Los músicos empezaban a hacer sus pruebas “1, 2,
3, probando”, mientras la cherada empezaba alinearse en
la cola de le entrada del Telvis, sin buchinches, ni gritoleras,
sino como unos auténticos corderitos. A eso de las 10,
la cosa empezó a tronar. Dentro, los cheros empezaron a
salir de todas partes, de sus mesas, de la barra, de las sillas,
incluso de los baños con los pantalones medio abrochados,
dispuestos a no perderse ni una sola pieza sin bailar. Salieron
dispuestos a darlo y dejarlo todo en la pista de baile: la suela
de los zapatos, los tacones, el alma y hasta la piel en la pista
de madera del Telvis. Salieron con la energía de esos potros
cuando salen a los rastrojos llenos de pasto verde después
de largas semanas de estar encerrados en los establos. Salieron
relucientes, con sus crines brillantes y sus colores de gala,
dispuestos a disfrutar al máximo entre la música,
el ambiente y la cherada.

La ocasión no era para menos. Era una causa
noble y había que estar alegre con los nuestro ahí,
en un espacio casi de familia, con aroma a Intipucá. Los
cheros se balanceaban para pedirles a las chamacas “gusta
de un baile, preciosa, muñeca,” o como decía
algún que otro, medio americano “would like to step
in the dance floor with me”. Las respuestas, claro esta,
de toda la muchachada, como es normal en estas ocasiones, eran
sobre todo, “vapues, ésta sí”. Auque
alguna que otra, como es de esperar, alguna estiradita que siempre
se deja aparecer, era algo así como “no, no puedo,
estoy cansada”. Por lo demás, todo era bastante placentero
y agradable.
La cherada se hizo camino hasta el Telvis en busca
de placer, del sano, y las expectativas se cumplieron: se llegó
a la máxima recaudación que permitía el local,
los 200 usuarios, con una recaudación de 2,000 USD. Así
pues la noche transcurrió como estaba previsto: mucha movida
de cuerpos en la pista de baile y máxima recaudación
para los bachis de Intipucá. Aunque dicen que la nota del
“highlight” la puso la invitada de honor, la “repected
spouse” del Master. Con su vestido color café tafetán
brillante, de una sola pieza, bien pegadito al cuerpo, bordado
de negro en la parte superior y los laterales al lado del abdomen,
parecía un miembro de la realeza inglesa, mas concretamente
a your majesty, Camille Parker-Bowles. Sin embrago, otros dicen
que parecía una vampiresa con una elegancia de condesa,
¡realmente no sé dónde esta la diferencia!

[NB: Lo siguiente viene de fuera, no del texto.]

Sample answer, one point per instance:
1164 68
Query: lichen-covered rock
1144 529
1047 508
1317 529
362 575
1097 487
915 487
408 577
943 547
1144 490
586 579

Como siempre, los sueltos de lengua, dicen que
ella estaba “muy solicitada” y en distintas ocasiones,
se vio abrumada por la tremenda solicitud de la cherada para bailar
con ella, ya que por lo visto el master estaba hasta arriba atareado
con los vueltos del cambio y la avalancha de gente que se le venia
encima en la entrada. En cualquier caso la “gran dama de
honor” supo estar a la altura. Algo que, por otro lado,
a ella no se le da mal. Ella ya sabe navegar en este tipo de mareas,
y al final no hubo ninguna gran sorpresa, ni secándolo.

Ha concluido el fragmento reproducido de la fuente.